Action cameras and traditional digital cameras are appropriate for teenagers. Point-and-shoot cameras provide a nice introduction to photography for this age group, too. If your teen shows an aptitude for photography, you may even want to select an entry-level advanced digital camera. DSLR and mirrorless interchangeable-lens cameras give impressive photographic results. These cameras are expensive compared to other kids cameras.
In the early 2000s, digital cameras for kids were available in the $20 to $50 price range and more like toys. The more expensive models in this range included a memory card or had a larger screen.
The digital cameras for kids are usually action camera that is aimed at pre-teens. The price of these cameras ranges from $50 to $150. However, you can pay as much as $500 for some action camera that is aimed at teens or adults. Point-and-shoot digital cameras also fall into this price range and they are small and easy to operate.
For teenagers who are serious about photography, you may want to consider entry-level DSLR or mirrorless cameras. These offer quite a few features and will create photos of excellent quality. You can expect to pay $350 to $750 for cameras in this price range.

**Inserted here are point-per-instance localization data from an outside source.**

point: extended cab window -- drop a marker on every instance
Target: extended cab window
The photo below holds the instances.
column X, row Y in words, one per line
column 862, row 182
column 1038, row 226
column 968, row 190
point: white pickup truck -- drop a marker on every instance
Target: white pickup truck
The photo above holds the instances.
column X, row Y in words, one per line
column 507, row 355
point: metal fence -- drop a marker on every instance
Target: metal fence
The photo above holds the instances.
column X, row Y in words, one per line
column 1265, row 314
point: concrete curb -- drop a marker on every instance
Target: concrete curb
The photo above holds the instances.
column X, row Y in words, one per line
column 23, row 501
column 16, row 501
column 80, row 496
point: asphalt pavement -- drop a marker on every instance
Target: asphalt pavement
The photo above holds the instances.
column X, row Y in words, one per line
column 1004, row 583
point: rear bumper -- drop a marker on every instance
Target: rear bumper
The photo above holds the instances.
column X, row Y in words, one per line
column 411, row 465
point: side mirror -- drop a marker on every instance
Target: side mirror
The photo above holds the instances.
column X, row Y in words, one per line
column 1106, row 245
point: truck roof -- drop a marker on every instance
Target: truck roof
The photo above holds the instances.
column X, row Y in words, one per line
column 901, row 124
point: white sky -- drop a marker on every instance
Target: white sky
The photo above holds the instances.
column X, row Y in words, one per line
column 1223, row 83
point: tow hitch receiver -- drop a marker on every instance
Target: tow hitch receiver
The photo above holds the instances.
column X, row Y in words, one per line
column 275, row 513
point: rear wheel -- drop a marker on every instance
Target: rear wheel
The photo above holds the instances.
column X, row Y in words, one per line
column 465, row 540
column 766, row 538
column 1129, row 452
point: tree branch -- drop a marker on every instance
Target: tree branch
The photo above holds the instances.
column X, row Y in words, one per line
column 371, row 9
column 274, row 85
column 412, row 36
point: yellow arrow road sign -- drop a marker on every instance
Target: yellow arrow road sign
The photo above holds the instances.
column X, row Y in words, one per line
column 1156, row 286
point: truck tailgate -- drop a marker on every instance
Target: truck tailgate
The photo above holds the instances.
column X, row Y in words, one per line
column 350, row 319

Waterproof cameras have their limits. Each waterproof camera is built with a certain depth so it can be submerged in water, and each is built to withstand a certain amount of pressure per square inch. If you go beyond the limitations of your camera, you could damage it.
Screen quality is important. Kids' digital cameras are so inexpensive because of poor-quality LCD screens. Kids will want to see their photos on the camera’s screen immediately, so a poor-quality screen will limit their enjoyment of the camera. Consider spending a little extra for a sharper screen.
A digital camera can be a good gift for a child. But the majority of kids will shoot photos as fast as they can, which is fine, except that most children don’t take the time to choose the best photos to print. Either they are still learning how to use their camera or they just think it’s fun to shoot pictures.
Get down to your child’s level. Remember that your child will be looking at the scene through a viewfinder from a different angle than you, so you may have to get down on her eye level.